The government has been increasingly pushing apprenticeships as an alternative. The recent budget changed the funding of schemes for small and medium-sized enterprises. Rachel Reeves also promised a further £725 million to go into the apprenticeship levy, which is largely funded by big employers.

Many in industry have said Britain should learn from the German system, where children can specialise in vocational training in their early teens.

Grim times for graduates facing worst jobs market in a generation

For engineering graduate Rex Padella, 24, the process of recruitment has been “draining”. He describes how every application requires repeated, lengthy rounds of questionnaires, automated video interviews using a system called HireVue, and reasoning tests. Only then is someone invited for an in-person interview, followed by a day at an assessment centre.

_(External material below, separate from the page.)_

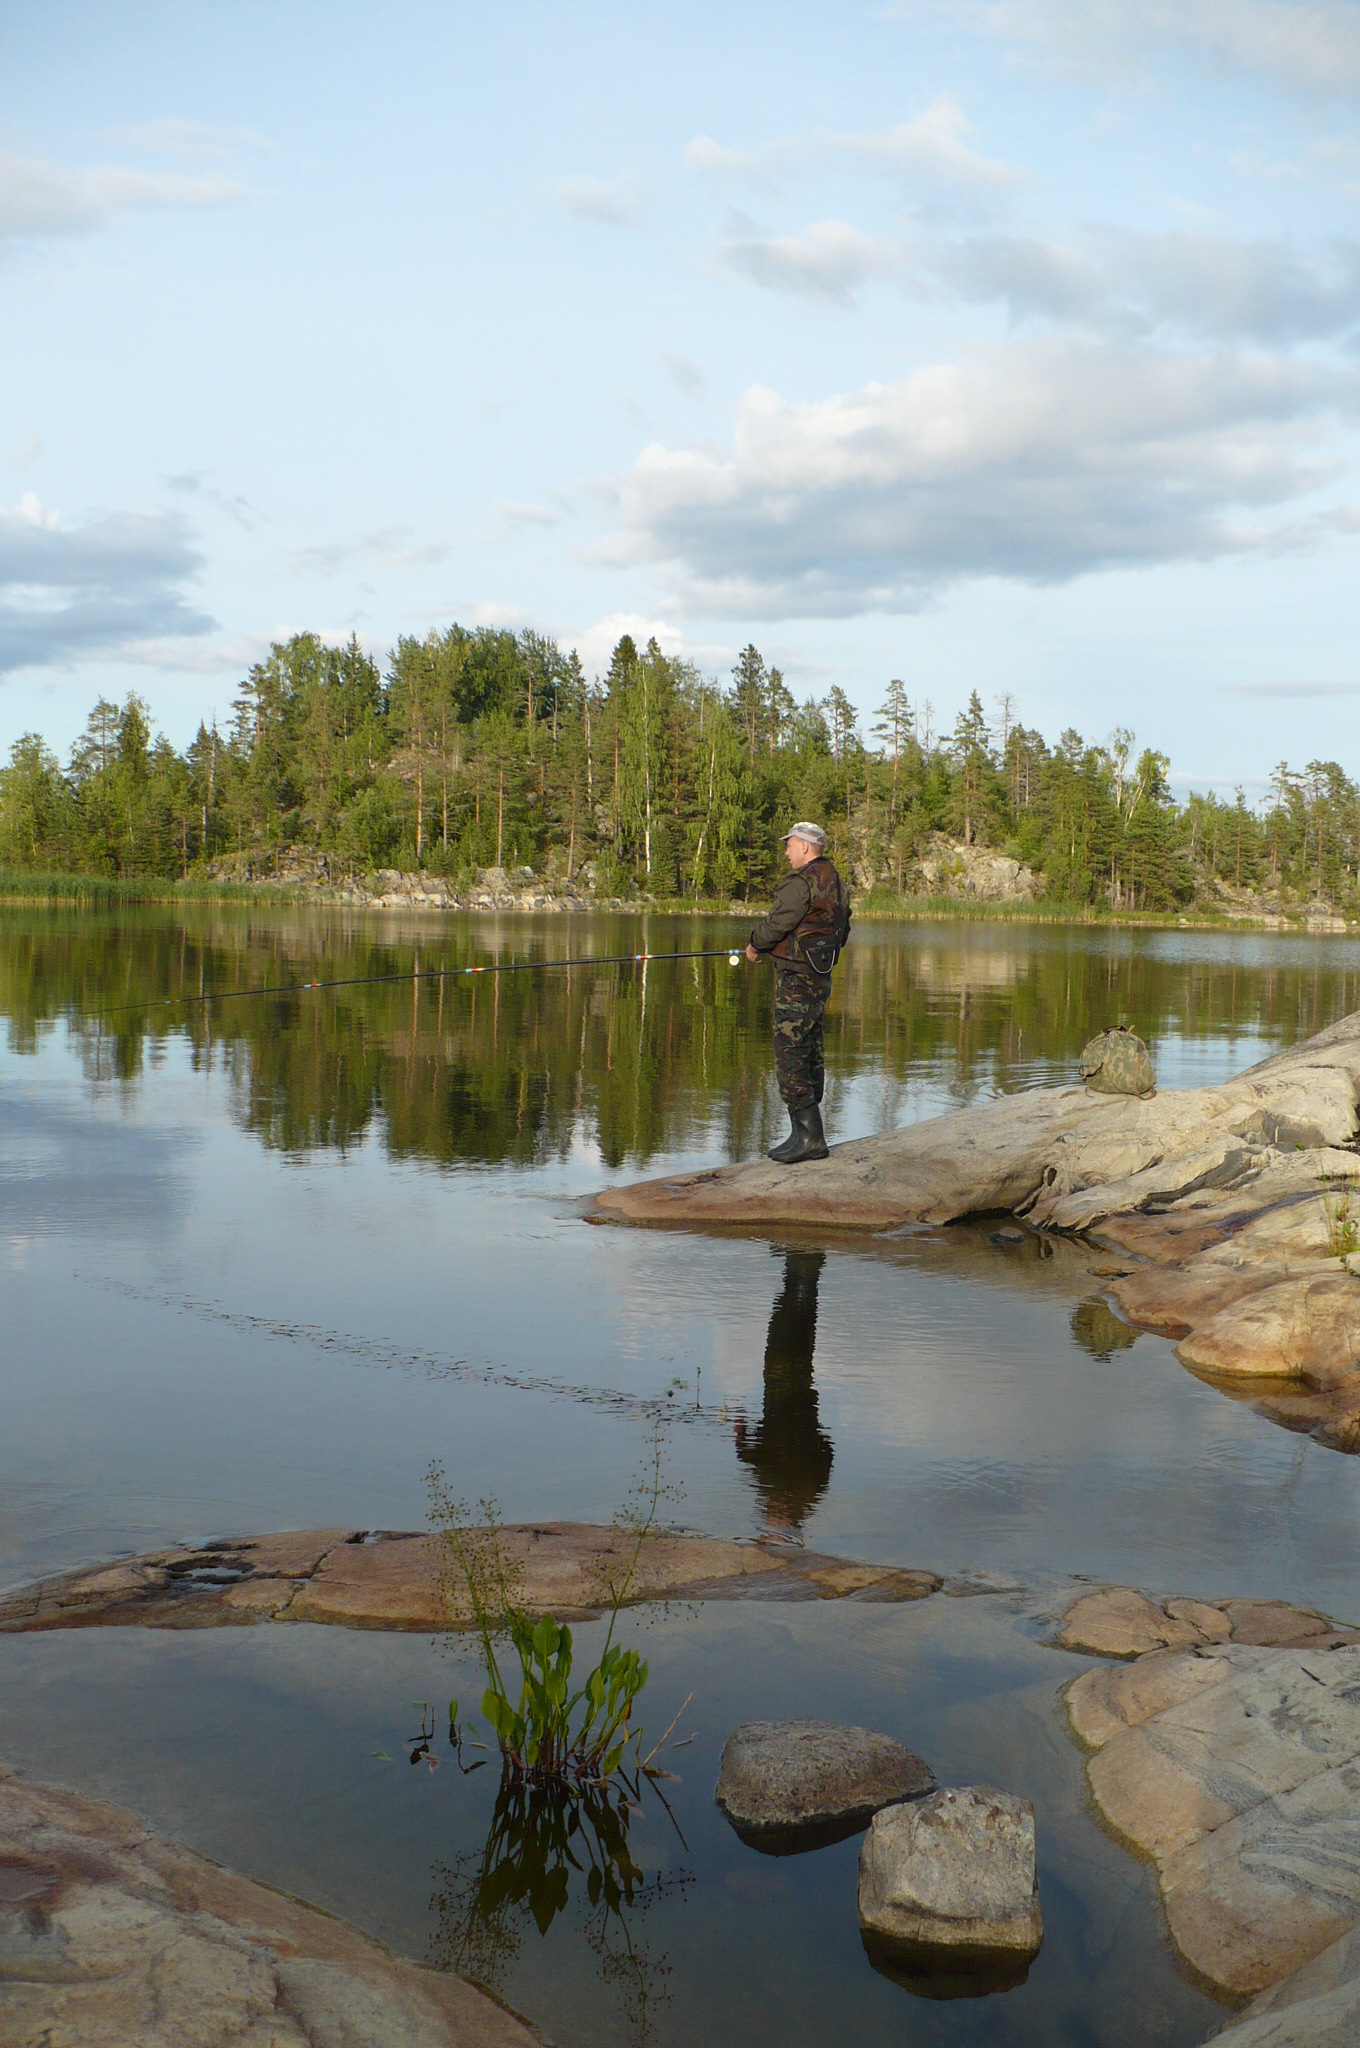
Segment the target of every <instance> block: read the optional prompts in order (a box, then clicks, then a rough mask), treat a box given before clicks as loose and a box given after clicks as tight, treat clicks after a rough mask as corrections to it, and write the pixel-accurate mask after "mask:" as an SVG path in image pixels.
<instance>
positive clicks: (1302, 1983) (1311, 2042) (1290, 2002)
mask: <svg viewBox="0 0 1360 2048" xmlns="http://www.w3.org/2000/svg"><path fill="white" fill-rule="evenodd" d="M1213 2038H1215V2042H1223V2044H1225V2048H1354V2044H1356V2042H1360V1931H1358V1933H1346V1935H1342V1939H1340V1942H1333V1944H1331V1948H1325V1950H1323V1952H1321V1956H1315V1958H1313V1962H1305V1966H1303V1968H1301V1970H1294V1974H1292V1976H1286V1978H1284V1982H1280V1985H1274V1987H1272V1989H1270V1991H1264V1993H1262V1995H1260V1997H1258V1999H1253V2001H1251V2005H1247V2009H1245V2013H1241V2015H1239V2017H1237V2019H1235V2021H1233V2023H1231V2025H1227V2028H1223V2032H1219V2034H1215V2036H1213Z"/></svg>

“I got through all that with Novo Nordisk, and got offered a job, only for them to cancel it four days before my start date.” The pharmaceuticals company scrapped many new graduate contracts in September as part of a cull of 9,000 roles amid competition for Ozempic from Eli Lilly’s weight-loss drug Mounjaro.

He says friends had similar experiences of lengthy job processes resulting in failure. “The only people on my course who have found a serious role have been placed into those positions by their parents and parents’ contacts.”

Padella is most angered by employers’ attitude towards Gen Zers like him. “There is a painful misunderstanding from our parents’ generation: often we are considered lazy, demotivated, incapable. The reality is we’ve done what we’ve been told: get good grades, get into a great university, do your internships and get a job. This is no longer valid. It simply doesn’t work any more. The system is broken.”